Lexham Gardens is a street in South Kensington, London.

Although somewhat irregular in shape, the largest part of the street runs west to east from Earls Court Road to Cromwell Road.

The Embassy of Bosnia and Herzegovina, London is at 5–7.

==Garden==
Sir Cyril Taylor, the educator and social entrepreneur, purchased the freehold of a one-acre garden square, near to his London home in Lexham Gardens, by auction in 1989. With the assistance of designer Wilf Simms, he redesigned and replanted the garden, and saved it from the hands of property developers who wanted to build an underground car park underneath. In the garden's first summer of 1991, Lexham Gardens was awarded first prize in the All London Garden Squares Competition, competing against entries from 100 other squares.

==Notable residents==
Notable residents include:

- No. 48: Denholm Elliott, actor, born there;
- No. 82: Sir Alexander Carmichael Bruce, the second Assistant Commissioner "A" of the Metropolitan Police;
- No. 91: Kenny Everett, comedian, radio DJ, and television entertainer; lived there from 1981 until his death in 1995;
- No. 101: Learie Constantine, English cricketer;
- No. 103: Sir Juland Danvers, administrator, and civil servant in India, lived there after retirement;
- No. 112: John Wykeham Jacomb-Hood, railway engineer;
- No. 114: Horace Bell, civil engineer, lived and died there;
- Derek Nimmo, character actor, producer, and author.

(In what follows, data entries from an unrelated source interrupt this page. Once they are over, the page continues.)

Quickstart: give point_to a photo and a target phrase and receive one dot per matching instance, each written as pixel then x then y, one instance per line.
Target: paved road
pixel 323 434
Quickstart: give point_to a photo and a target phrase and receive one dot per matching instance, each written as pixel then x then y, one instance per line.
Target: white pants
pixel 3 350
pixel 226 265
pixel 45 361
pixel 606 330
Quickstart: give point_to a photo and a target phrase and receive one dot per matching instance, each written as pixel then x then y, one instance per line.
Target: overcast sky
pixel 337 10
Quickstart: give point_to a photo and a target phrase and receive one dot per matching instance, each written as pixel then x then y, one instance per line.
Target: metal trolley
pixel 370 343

On 15 June 1952, Special Operations Executive (SOE) agent Christine Granville was stabbed to death in the Shellbourne Hotel, 1 Lexham Gardens, by an "obsessed" Dennis George Muldowney, who was hanged on 30 September.

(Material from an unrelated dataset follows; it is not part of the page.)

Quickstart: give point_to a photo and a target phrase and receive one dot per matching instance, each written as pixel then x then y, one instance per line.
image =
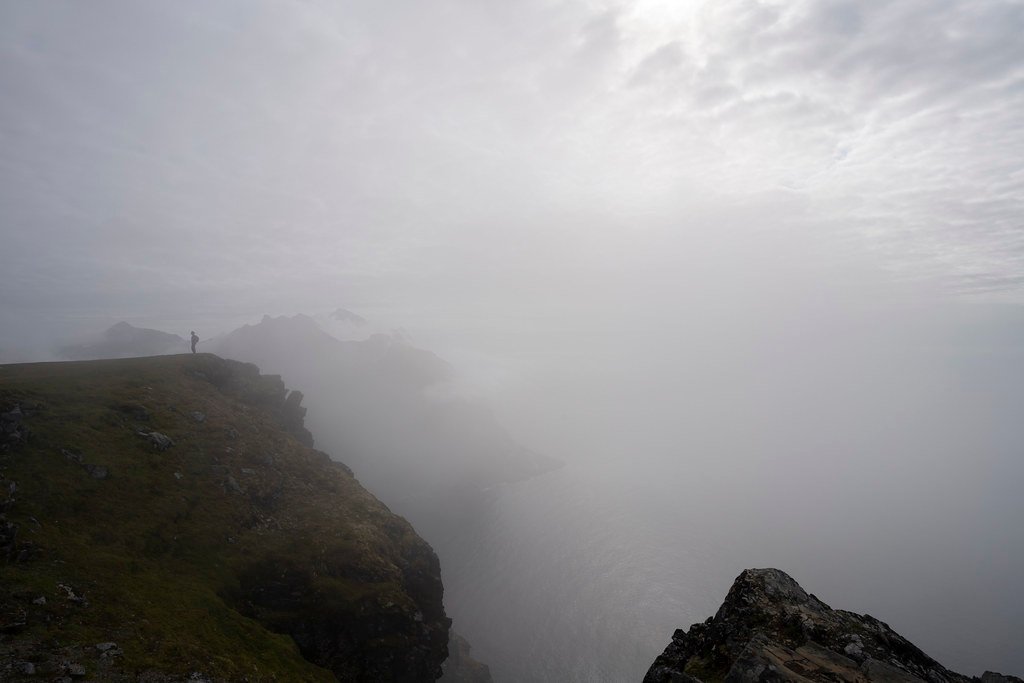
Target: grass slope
pixel 236 554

Charles Bean, the Australian official war correspondent of World War I and future official historian of the war, shared lodgings with the future director of the Australian War Memorial John Treloar at no 1 for part of the war.

== In fiction ==
A house in Lexham Gardens is used as a 'safe house' for a meeting of British intelligence officers in John le Carré’s 1974 novel Tinker Tailor Soldier Spy, and in the 1979 BBC television adaptation of the novel. A mews off Lexham Gardens is home to SIS officer Tanya Acocella in Charles Cumming's 2011 novel The Trinity Six.